His father agreed, “We get a joy out of people enjoying our restaurant. I don’t care if a waitress serves from the right or the left. I’m not big on that sort of thing. I’m big on friendliness, I’m big on when customers leave, ‘were they satisfied?’ And I’m big on the service. We have had staff here for over 50 years. I have cooks that have been here over 50 years. I’ve got bakers that have been here over 45 years.”

Besides the restaurant, the deli, the airport restaurant, they do a lot of banquets. Around 600 a year. Weddings, baby showers, First Communions, graduations, wedding anniversaries, bereavements. Many have come full circle here. And with that comes a responsibility, a trust, to make sure that people get a golden memory of their life’s important occasions shared at the Como. Laden in the very walls of the place are a million golden memories and countless people, some here still, and so many gone who once shared life among us. And that too has a power.

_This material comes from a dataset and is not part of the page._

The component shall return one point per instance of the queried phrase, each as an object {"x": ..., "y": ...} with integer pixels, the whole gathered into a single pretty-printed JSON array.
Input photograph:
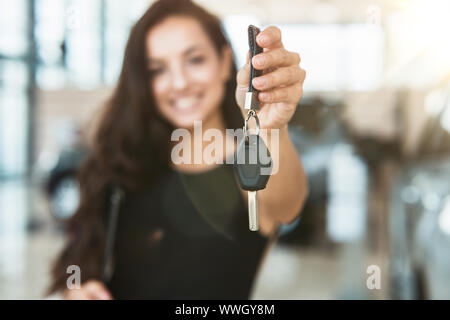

“What’s really good here is when you get the 50th Wedding Anniversary here and they got married here,” said Dom Jr. And, really, how few are privileged to say such things.

They have customers who have been coming in since before any one of the present family was born. Celebrities come there. Whenever anyone asks what the most famous restaurant of Niagara Falls is, everyone points first at the Como. And there is power in that.

We asked Dominic III of the future. He replied, “As far as the future, we want to take it as it comes. As the opportunities open up, whether it is to expand or opening new restaurants, or selling our sauce more, or taking this place itself to a new level.”
Of the past, distilled over time into a sentence or a word, Dominic III said, “To sum this place up in one word is it’s ‘family,’ that’s it.”

Dave Urso, a familiar face over the last six years at the Como, agreed. “When you come in, you’re treated like family.”
Then he pointed to something else unique. “In all restaurants I have ever worked, we’re the only place-- and it always amazes me, that this place is so organized-- that you can assume: ‘Well, we’ve got 37 people. Can you handle us in a half an hour?’ And we never turn anybody down. They will get the hot food at the drop of a dime…. I have worked at the Country Club in Buffalo, The Red Coach, and everywhere. This is the only place that won’t turn you down. They can turn out at the drop of a dime

Mario Jr. worked here all his life.

“Back in the day, dining out used to be an art,” he said. “You came and that was an evening out. Now everything – everywhere else - is rush, rush; just sell it. Everything is ‘cryopacked’ Pre-portioned, sealed. At the Como our food is authentic.”

So what is the biggest change you have seen at the Como over the years?

“There is no change,” Mario said. “We just keep pumping away at this place.”
Is it true that you serve the same sauce now as you did in 1927?

“The same sauce,” he said. “And I know that for a fact.”